Until McKinsey published its seminal study, “The War for Talent,” we had no catchy name for this phenomenon. Throughout the industrialization and the later shift to a service-based economy, specialized skills have been sought after. However, as we face the next recession, rising unemployment levels lead to another round of prediction about a truce in the ongoing battle for the best and the brightest.
To be fair, MBA salary growth has slowed, hiring is soft, and layoff reports mount, but hiring managers, CEOs and CHROs all know that even in an economic downturn, all companies are seeking the top 10 percent of the talent market in any specific job family. Arguably, productivity per employee is more important when the labor force reduces in a company.
The labor market is a cruel example of the march of time and the force of change. Twenty-five years ago, the most advertised job in the U.S. was keypunch operator. As computers shifted away from paper cards, this skill set vanished. Was this an end of the war for talent? No, it was merely a shift into other technology-driven careers.
In this article, we examine the world of pre-employment screening. Are these companies facing hard times as hiring goes soft? Yes, the transaction level will diminish, but their clients will still need to hire and will insist on pre-employment screening as a way to sift through the greater throngs of job seekers and identify the very best. For service-based companies, compensation is the largest line item in the budget, and this is true for some manufacturing companies as well. Pre-employment screening protects your human capital and production capital from the bad actors you may have hired.
Once again, the RPO industry will be affected by the clients’ uncertainty in predicting hiring volumes, but there is no probability that clients will suddenly drop their hiring standards. In fact, those of us who have lived through a recession have learned that hiring managers become pickier in lean times.

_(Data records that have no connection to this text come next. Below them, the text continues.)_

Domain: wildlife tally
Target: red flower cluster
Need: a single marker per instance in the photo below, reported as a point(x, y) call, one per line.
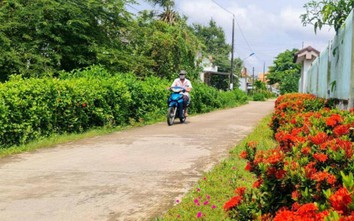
point(340, 200)
point(304, 172)
point(234, 201)
point(306, 212)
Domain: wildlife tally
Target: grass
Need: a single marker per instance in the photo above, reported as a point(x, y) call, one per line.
point(56, 139)
point(217, 186)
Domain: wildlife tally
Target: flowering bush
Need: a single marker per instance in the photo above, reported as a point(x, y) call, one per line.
point(309, 174)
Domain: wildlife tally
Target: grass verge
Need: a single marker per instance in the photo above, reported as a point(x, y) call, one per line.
point(56, 139)
point(205, 201)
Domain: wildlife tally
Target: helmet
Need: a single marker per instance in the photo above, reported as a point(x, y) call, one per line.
point(182, 72)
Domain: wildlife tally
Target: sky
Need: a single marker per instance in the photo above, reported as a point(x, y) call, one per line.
point(263, 27)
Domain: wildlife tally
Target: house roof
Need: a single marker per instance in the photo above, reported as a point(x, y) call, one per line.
point(307, 53)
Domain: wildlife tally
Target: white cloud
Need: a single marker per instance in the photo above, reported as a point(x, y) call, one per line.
point(269, 27)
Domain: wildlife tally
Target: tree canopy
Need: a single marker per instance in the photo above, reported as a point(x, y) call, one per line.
point(285, 72)
point(44, 37)
point(47, 35)
point(326, 12)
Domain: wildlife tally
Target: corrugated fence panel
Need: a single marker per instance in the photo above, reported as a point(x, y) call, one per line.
point(330, 75)
point(343, 58)
point(314, 77)
point(323, 74)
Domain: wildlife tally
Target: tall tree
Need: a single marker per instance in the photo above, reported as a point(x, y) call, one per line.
point(326, 12)
point(166, 48)
point(215, 46)
point(49, 35)
point(285, 72)
point(168, 15)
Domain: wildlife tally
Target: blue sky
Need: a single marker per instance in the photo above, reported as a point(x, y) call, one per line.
point(263, 27)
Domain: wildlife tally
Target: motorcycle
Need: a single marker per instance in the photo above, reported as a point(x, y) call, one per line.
point(175, 106)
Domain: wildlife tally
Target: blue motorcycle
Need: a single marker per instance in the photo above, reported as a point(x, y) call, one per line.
point(175, 106)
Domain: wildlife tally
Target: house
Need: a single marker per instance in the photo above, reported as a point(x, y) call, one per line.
point(305, 57)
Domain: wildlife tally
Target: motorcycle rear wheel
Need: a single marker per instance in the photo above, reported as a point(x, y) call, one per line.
point(171, 115)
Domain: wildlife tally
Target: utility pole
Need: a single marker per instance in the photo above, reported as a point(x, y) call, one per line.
point(253, 78)
point(264, 68)
point(232, 54)
point(232, 45)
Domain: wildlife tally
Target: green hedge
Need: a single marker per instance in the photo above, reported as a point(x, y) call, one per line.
point(80, 100)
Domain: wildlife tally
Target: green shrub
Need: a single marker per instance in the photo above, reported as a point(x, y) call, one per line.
point(259, 97)
point(84, 99)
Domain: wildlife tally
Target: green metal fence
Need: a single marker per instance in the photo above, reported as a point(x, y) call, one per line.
point(331, 75)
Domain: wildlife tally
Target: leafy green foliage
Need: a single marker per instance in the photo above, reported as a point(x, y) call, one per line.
point(285, 72)
point(89, 98)
point(44, 36)
point(326, 12)
point(168, 49)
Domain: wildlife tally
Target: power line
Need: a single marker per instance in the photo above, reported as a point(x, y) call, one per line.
point(223, 7)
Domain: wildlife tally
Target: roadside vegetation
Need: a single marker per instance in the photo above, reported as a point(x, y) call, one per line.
point(298, 165)
point(76, 102)
point(207, 198)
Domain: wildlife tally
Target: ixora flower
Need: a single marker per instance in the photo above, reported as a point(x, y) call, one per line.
point(240, 191)
point(233, 202)
point(307, 211)
point(340, 200)
point(334, 120)
point(321, 157)
point(341, 130)
point(319, 138)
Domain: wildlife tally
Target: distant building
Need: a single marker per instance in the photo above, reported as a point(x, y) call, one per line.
point(263, 77)
point(305, 57)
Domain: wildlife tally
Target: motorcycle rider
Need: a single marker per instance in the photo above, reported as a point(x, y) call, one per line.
point(184, 83)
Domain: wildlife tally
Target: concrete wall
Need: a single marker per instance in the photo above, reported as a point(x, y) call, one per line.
point(331, 75)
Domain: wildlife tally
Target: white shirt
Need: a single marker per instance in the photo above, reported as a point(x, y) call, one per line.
point(186, 84)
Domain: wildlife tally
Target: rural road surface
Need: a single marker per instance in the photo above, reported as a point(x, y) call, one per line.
point(132, 175)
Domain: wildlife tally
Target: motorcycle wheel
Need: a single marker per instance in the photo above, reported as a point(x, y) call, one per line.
point(183, 119)
point(171, 114)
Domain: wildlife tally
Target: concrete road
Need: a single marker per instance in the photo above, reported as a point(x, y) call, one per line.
point(136, 174)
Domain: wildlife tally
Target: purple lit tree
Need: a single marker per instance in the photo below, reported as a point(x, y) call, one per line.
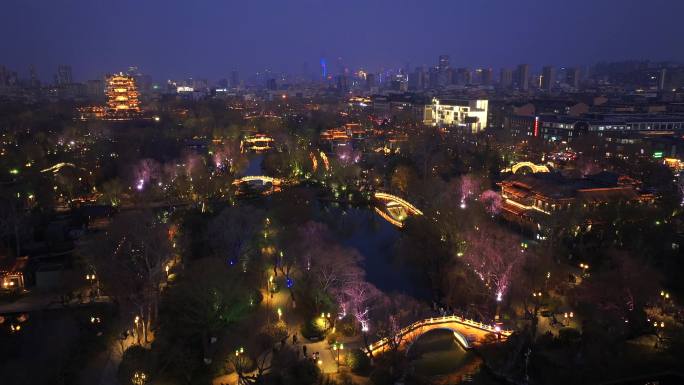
point(494, 254)
point(468, 186)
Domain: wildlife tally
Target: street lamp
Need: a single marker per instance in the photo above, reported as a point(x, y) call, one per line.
point(139, 378)
point(584, 268)
point(337, 347)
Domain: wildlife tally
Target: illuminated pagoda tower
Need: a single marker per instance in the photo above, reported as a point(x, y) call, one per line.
point(122, 97)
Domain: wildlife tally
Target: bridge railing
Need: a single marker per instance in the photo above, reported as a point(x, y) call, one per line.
point(441, 320)
point(261, 178)
point(407, 205)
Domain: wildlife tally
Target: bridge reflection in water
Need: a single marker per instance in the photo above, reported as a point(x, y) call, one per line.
point(265, 185)
point(468, 333)
point(394, 209)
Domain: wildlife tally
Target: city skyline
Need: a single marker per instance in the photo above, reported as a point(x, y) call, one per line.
point(207, 40)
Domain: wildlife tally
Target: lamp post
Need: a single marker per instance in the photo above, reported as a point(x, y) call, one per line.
point(584, 268)
point(136, 321)
point(139, 378)
point(326, 320)
point(337, 347)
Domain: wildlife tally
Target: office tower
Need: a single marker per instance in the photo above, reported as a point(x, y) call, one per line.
point(370, 81)
point(342, 83)
point(506, 78)
point(572, 77)
point(418, 80)
point(64, 74)
point(443, 62)
point(662, 74)
point(522, 74)
point(548, 78)
point(463, 76)
point(33, 77)
point(486, 76)
point(324, 68)
point(4, 74)
point(122, 96)
point(234, 79)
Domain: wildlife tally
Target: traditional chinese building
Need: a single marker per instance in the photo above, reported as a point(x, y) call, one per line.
point(12, 274)
point(528, 198)
point(122, 97)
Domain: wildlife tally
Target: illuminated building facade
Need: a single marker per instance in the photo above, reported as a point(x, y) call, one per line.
point(471, 114)
point(529, 198)
point(122, 97)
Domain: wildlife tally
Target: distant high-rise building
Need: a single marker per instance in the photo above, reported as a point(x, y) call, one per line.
point(572, 77)
point(463, 76)
point(122, 97)
point(486, 76)
point(342, 83)
point(4, 76)
point(34, 82)
point(661, 79)
point(548, 77)
point(324, 68)
point(418, 79)
point(522, 75)
point(64, 75)
point(443, 62)
point(234, 79)
point(370, 81)
point(506, 78)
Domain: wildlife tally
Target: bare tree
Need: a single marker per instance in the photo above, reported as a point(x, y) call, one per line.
point(130, 260)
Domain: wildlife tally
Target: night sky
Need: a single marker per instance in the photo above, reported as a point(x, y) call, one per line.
point(209, 38)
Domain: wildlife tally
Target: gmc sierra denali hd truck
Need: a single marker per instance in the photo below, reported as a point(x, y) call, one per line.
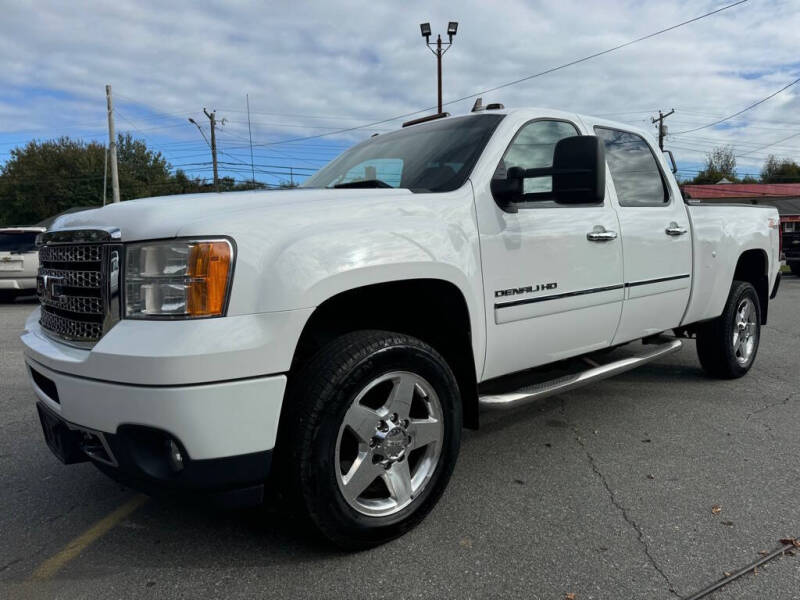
point(330, 342)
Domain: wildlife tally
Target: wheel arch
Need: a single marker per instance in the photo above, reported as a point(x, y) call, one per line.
point(753, 267)
point(433, 310)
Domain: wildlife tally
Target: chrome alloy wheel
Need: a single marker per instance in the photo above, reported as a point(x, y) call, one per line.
point(389, 444)
point(744, 331)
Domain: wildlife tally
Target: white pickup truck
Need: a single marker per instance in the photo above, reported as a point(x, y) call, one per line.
point(331, 342)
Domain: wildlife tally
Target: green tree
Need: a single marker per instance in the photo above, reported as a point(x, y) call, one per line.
point(720, 163)
point(44, 178)
point(781, 170)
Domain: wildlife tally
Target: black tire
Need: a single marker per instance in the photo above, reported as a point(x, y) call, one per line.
point(319, 397)
point(715, 339)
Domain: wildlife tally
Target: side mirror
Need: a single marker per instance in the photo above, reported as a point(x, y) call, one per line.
point(578, 174)
point(674, 166)
point(579, 170)
point(509, 190)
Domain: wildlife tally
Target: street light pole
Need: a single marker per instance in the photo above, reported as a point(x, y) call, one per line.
point(439, 49)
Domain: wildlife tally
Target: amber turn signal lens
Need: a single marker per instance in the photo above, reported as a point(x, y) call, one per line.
point(208, 271)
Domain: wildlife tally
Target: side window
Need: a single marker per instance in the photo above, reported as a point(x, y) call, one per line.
point(533, 148)
point(634, 169)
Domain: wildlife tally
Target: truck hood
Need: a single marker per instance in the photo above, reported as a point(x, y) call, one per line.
point(168, 216)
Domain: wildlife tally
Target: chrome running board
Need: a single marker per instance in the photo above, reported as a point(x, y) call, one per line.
point(537, 391)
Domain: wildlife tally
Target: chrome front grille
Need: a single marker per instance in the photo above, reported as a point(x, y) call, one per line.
point(71, 329)
point(66, 277)
point(78, 287)
point(71, 253)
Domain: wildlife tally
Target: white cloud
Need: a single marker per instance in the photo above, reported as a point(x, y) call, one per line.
point(357, 62)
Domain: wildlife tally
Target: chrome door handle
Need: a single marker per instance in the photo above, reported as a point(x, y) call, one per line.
point(601, 234)
point(675, 229)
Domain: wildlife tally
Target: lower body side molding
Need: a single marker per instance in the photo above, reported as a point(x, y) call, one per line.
point(530, 393)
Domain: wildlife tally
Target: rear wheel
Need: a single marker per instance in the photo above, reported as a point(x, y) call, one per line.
point(373, 434)
point(727, 346)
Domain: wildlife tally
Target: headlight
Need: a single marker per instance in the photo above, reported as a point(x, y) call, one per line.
point(178, 279)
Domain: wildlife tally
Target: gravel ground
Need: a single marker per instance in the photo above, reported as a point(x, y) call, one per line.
point(605, 492)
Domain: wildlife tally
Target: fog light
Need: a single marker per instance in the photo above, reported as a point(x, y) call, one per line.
point(175, 456)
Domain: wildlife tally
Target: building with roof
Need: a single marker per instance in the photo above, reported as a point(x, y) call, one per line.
point(783, 196)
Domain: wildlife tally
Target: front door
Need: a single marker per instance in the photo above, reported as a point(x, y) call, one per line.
point(552, 273)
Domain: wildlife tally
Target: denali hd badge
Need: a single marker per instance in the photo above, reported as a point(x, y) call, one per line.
point(528, 289)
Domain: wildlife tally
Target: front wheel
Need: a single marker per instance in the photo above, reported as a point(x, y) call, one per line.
point(727, 346)
point(374, 433)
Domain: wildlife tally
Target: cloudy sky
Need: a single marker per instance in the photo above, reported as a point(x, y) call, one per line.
point(313, 68)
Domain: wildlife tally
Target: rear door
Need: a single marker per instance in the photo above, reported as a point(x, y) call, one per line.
point(656, 241)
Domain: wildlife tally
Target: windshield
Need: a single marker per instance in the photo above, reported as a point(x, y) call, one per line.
point(18, 242)
point(430, 157)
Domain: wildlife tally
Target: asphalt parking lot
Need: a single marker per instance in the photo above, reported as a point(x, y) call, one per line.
point(605, 492)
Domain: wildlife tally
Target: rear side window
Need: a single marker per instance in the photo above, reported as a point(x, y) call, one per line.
point(18, 242)
point(634, 169)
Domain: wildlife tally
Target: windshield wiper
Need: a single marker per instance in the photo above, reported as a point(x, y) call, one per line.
point(364, 183)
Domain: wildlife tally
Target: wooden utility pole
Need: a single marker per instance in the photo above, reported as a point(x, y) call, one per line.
point(438, 49)
point(439, 73)
point(112, 147)
point(662, 129)
point(212, 117)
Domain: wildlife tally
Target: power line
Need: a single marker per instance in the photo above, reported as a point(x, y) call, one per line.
point(516, 81)
point(736, 114)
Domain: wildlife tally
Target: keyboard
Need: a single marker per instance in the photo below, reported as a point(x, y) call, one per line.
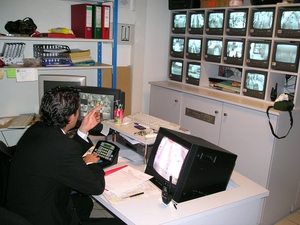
point(22, 120)
point(152, 121)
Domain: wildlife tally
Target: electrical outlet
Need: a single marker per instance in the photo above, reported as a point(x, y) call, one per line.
point(125, 34)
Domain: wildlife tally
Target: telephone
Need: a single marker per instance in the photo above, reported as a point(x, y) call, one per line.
point(108, 153)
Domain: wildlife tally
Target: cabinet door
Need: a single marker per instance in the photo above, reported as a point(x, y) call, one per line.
point(246, 132)
point(165, 104)
point(201, 116)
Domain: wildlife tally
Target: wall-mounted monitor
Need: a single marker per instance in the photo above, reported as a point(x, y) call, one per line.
point(261, 22)
point(193, 73)
point(215, 22)
point(196, 22)
point(236, 22)
point(213, 49)
point(285, 56)
point(176, 70)
point(194, 48)
point(234, 51)
point(177, 47)
point(255, 83)
point(179, 22)
point(288, 22)
point(197, 167)
point(258, 53)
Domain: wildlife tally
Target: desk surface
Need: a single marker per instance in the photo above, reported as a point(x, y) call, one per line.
point(241, 192)
point(129, 130)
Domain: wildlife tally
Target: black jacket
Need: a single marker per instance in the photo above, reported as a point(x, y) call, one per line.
point(46, 166)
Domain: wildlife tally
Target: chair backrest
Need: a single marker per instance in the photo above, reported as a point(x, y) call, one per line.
point(5, 159)
point(11, 218)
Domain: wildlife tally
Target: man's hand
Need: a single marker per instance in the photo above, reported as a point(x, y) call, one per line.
point(90, 120)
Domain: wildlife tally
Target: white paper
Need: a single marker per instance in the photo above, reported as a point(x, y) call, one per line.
point(24, 75)
point(147, 187)
point(124, 180)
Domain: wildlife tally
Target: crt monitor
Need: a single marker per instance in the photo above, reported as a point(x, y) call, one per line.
point(215, 22)
point(179, 22)
point(285, 56)
point(234, 51)
point(288, 22)
point(258, 53)
point(90, 97)
point(196, 22)
point(177, 47)
point(255, 83)
point(236, 23)
point(194, 48)
point(193, 72)
point(213, 49)
point(176, 70)
point(262, 22)
point(196, 166)
point(48, 81)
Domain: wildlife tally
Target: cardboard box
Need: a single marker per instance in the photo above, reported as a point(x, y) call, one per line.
point(214, 3)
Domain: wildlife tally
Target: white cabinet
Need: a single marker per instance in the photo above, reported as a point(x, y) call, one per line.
point(165, 104)
point(241, 126)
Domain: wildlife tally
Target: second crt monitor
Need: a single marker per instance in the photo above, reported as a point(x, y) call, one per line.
point(196, 167)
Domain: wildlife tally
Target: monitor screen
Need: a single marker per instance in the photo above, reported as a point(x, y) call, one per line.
point(169, 149)
point(215, 22)
point(90, 97)
point(177, 47)
point(194, 47)
point(197, 167)
point(234, 51)
point(213, 49)
point(258, 53)
point(193, 72)
point(261, 22)
point(176, 70)
point(255, 83)
point(179, 22)
point(237, 22)
point(288, 22)
point(285, 56)
point(196, 22)
point(48, 81)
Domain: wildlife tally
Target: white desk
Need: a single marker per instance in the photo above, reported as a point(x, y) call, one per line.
point(240, 204)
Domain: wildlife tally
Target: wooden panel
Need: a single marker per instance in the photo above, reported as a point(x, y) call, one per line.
point(123, 83)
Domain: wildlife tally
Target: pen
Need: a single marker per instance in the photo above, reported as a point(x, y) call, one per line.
point(131, 196)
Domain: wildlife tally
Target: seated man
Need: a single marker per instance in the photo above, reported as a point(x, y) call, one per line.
point(48, 165)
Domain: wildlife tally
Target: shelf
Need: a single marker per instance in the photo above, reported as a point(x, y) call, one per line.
point(39, 39)
point(96, 66)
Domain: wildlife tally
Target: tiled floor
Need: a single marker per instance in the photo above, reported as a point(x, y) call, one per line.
point(292, 219)
point(99, 211)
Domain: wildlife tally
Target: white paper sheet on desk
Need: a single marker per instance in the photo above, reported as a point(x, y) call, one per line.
point(147, 187)
point(124, 180)
point(131, 140)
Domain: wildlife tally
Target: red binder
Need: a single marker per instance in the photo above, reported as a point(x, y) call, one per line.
point(105, 21)
point(81, 20)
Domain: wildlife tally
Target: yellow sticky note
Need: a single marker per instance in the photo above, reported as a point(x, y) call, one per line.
point(11, 73)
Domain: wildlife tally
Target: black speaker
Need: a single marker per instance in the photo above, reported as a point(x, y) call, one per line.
point(183, 4)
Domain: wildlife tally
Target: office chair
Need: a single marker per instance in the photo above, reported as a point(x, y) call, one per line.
point(6, 216)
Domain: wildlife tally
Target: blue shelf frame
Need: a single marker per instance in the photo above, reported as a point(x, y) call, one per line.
point(114, 49)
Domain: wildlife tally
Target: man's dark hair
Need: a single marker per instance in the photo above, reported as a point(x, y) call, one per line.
point(58, 104)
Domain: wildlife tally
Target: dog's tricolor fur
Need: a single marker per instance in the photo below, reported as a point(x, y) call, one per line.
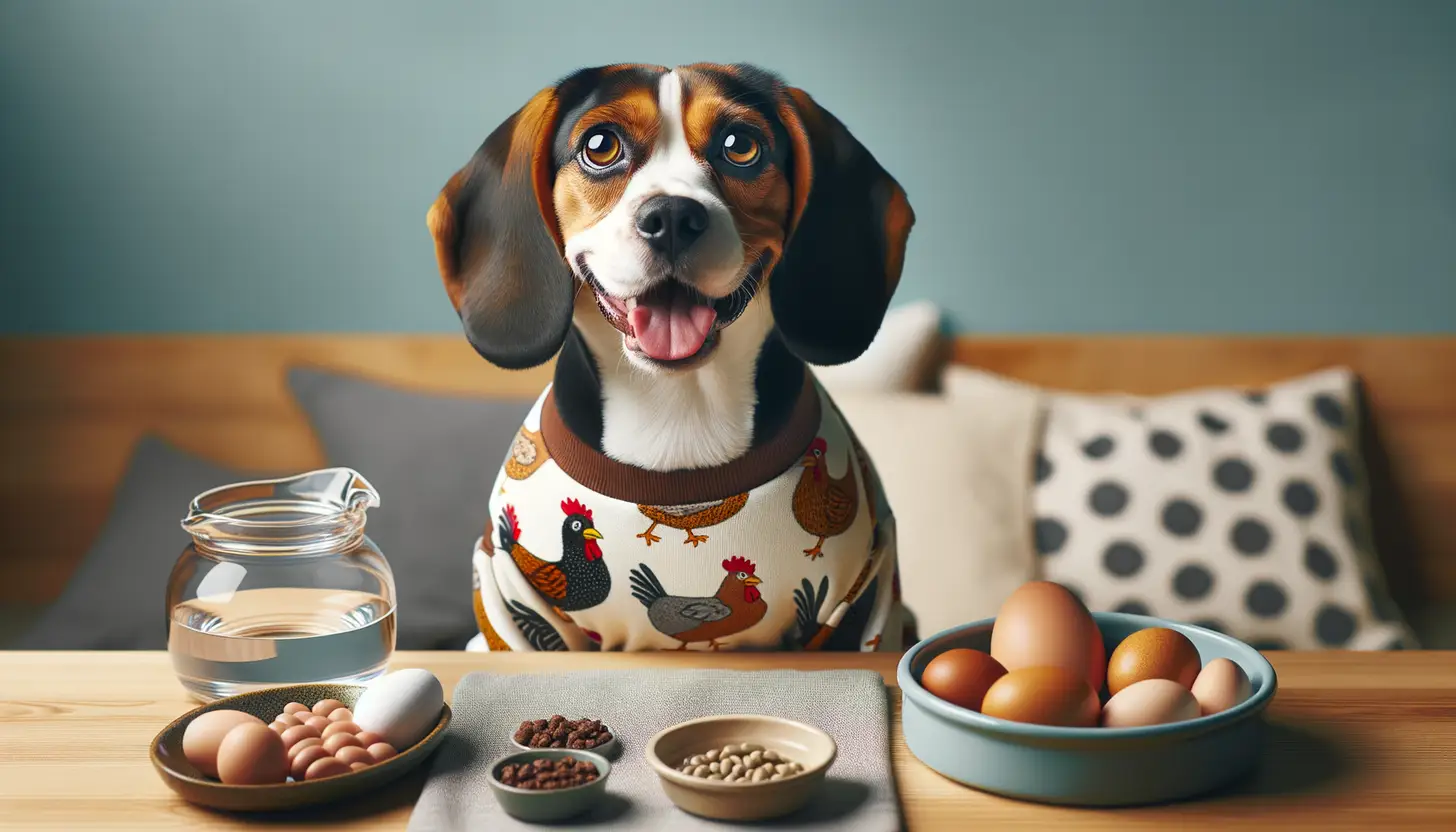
point(795, 245)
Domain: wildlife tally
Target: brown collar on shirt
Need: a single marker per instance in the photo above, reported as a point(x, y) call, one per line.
point(604, 475)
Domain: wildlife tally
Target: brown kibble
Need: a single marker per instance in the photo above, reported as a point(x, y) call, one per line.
point(326, 707)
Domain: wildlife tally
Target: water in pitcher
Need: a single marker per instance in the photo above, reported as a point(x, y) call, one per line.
point(280, 636)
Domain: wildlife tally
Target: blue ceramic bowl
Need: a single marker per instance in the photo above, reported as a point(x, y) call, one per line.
point(1086, 767)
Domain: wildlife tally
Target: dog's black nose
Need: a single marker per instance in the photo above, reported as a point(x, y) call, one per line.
point(671, 223)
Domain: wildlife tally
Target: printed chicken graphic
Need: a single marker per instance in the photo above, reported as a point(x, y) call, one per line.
point(736, 606)
point(580, 579)
point(527, 453)
point(824, 506)
point(690, 516)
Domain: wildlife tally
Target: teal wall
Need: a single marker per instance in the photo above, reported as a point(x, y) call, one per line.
point(1079, 166)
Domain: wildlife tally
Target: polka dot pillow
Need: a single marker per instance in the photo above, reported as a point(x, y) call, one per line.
point(1241, 512)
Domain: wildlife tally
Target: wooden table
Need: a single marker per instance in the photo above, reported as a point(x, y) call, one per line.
point(1357, 740)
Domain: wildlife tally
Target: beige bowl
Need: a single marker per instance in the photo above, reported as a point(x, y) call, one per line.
point(718, 800)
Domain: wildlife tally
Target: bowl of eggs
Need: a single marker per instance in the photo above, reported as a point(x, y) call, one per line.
point(302, 745)
point(1054, 704)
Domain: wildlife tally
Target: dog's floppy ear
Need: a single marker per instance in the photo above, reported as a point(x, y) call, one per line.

In every recession in the past 40 years, large companies shed employees in layoffs. A percentage of these disgorged employees start small businesses that begin to hire available talent. This process, in essence, allows small business to rescue the economy in a way that large companies cannot. The best and the brightest tend to be the business founders and do not reenter the big company labor pool after the recession. It becomes critical for companies to use good performance management and retention techniques to attempt to preserve this layer of talent rather than let it leave. It also becomes imperative following the recession to get as many back into the company as you can afford, identify, and recruit. The boom after a slowdown is always a scramble for that elusive top 10 percent. So, no, the war is still ongoing.
So while the next few quarters may be soft for screening and RPO companies, selectivity never goes away and the competition for the best players will be unabated. The War for Talent, regardless of what you may be hearing, is not ending and it probably never will.